Also muss man für die Nutzung einer Software immer die Zustimmung für die Vervielfältigung und die Nutzung der Software über das Internet haben, §§ 69c Nr.1 und Nr.4 UrhG, wenn die Software kommerziell genutzt wird.

2.) Die Lehre geht einen anderen Weg. Sie verneint das Erfordernis der Lizenzierung nach § 69c Nr.4 UrhG, wenn nur berechtigte User die Software benutzen. Sie sagt, dass es aus finanziellen Erwägungen egal sein müsse, ob der berechtigte Erwerber der Software diese in einem Rechenzentrum verwende oder auf eigenen Rechnern und dass also der Abruf der Software über die Cloud mit zur bestimmungsgemäßen Nutzung gehöre. Ich stimme dem Argument der finanziell ausreichenden Vergütung ausdrücklich zu. Es macht für den Hersteller der Software keinen Unterschied, ob die Software in einem Rechenzentrum oder bei ihm verwendet wird. Die Cloud ist für Menschen wie mich deshalb vorteilhaft, weil die Kosten für den Betrieb und die Pflege sinken und ich mich nicht um technische Probleme aus Inkompatibilitäten etc. kümmern muss. Aber das soll nicht der Vorteil des Herstellers sein. Mein Weg führt bei einer nicht ausdrücklich eingeräumten Lizenz über den § 31 V UrhG.
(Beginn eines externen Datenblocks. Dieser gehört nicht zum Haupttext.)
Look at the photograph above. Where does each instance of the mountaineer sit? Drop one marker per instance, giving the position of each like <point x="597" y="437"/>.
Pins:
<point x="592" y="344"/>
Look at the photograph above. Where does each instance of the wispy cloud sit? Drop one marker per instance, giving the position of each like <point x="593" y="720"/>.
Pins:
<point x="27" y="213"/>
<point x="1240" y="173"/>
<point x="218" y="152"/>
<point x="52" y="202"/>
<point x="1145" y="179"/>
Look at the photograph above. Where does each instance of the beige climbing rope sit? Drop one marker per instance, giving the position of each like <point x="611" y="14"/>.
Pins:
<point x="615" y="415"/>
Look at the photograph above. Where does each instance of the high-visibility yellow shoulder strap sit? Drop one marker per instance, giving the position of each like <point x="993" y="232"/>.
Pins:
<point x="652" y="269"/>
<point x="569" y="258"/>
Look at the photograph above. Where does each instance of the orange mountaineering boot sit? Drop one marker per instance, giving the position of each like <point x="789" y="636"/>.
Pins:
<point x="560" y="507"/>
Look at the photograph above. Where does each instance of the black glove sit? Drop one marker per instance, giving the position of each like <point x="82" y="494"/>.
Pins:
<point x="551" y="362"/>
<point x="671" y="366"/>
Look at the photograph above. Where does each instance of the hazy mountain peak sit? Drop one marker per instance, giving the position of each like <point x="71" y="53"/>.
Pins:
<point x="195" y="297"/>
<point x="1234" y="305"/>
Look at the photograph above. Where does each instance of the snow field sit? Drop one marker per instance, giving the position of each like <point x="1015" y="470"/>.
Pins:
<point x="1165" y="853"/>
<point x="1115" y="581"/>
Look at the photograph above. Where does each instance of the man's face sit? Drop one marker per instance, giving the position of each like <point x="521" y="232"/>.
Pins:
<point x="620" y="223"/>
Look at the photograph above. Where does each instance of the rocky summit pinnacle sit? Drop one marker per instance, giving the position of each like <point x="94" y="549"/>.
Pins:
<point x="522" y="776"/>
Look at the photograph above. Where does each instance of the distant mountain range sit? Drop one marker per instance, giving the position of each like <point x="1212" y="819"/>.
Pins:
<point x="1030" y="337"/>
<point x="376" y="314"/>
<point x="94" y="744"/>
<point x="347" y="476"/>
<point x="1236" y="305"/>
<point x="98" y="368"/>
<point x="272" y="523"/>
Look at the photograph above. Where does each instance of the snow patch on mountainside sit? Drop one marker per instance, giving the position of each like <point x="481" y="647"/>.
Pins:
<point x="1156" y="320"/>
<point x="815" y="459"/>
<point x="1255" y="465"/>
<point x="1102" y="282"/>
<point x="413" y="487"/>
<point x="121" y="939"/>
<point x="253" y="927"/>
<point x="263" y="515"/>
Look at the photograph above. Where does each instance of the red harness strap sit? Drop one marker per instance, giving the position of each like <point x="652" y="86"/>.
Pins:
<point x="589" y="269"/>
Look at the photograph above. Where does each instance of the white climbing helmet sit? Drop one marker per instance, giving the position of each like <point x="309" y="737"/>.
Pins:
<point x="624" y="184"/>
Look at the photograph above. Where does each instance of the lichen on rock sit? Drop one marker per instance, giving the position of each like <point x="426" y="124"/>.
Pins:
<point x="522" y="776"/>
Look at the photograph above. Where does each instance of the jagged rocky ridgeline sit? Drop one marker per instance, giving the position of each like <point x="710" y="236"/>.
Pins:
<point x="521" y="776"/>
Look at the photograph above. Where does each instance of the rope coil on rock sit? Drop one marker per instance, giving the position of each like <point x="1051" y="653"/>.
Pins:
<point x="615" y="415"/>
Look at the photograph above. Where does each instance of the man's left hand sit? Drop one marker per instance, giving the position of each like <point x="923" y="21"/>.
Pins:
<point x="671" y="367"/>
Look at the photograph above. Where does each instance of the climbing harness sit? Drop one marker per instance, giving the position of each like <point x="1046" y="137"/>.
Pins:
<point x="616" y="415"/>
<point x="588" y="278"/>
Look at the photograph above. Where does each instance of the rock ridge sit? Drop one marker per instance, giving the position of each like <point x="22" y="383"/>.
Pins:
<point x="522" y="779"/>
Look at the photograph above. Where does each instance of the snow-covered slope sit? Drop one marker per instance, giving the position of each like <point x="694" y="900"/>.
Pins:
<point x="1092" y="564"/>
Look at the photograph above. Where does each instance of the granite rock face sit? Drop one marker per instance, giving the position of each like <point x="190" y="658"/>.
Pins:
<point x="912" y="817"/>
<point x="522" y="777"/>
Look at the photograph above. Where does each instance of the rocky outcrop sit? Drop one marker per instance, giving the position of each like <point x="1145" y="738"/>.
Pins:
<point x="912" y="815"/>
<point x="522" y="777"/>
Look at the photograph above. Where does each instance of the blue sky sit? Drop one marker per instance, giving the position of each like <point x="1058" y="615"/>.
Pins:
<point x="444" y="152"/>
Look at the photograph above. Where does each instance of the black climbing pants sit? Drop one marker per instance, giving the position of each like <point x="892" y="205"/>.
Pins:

3.) Weshalb die Praxis von Microsoft aber auch vor Deutschen Gerichten unter Zugrundelegung des Urheberrechts scheitern dürfte, liegt an der Entscheidungspraxis des BGH, der immer und immer wieder betont, dass das Urhebergesetz kein Vehikel zur Durchsetzung vertrieblicher Wünsche sei. In der OEM- Entscheidung des BGH vom 08.08.2000 hat Microsoft schon einmal eine Schlappe erlitten, als man versuchte, den Weiterverkauf von Software, die vorinstalliert auf PCs ausgeliefert wurde, mit dem Hinweis auf lizenzrechtliche Bestimmungen zu verbieten. Sofern Microsoft den Erwerb einer Lizenz nicht erforderlich macht, wenn diese in den Rechenzentren der kleinen „non listed provider“ installiert wird, ist klar, welche Ziele Microsoft verfolgt.

  1. Verbotsmöglichkeiten nach dem Kartellrecht.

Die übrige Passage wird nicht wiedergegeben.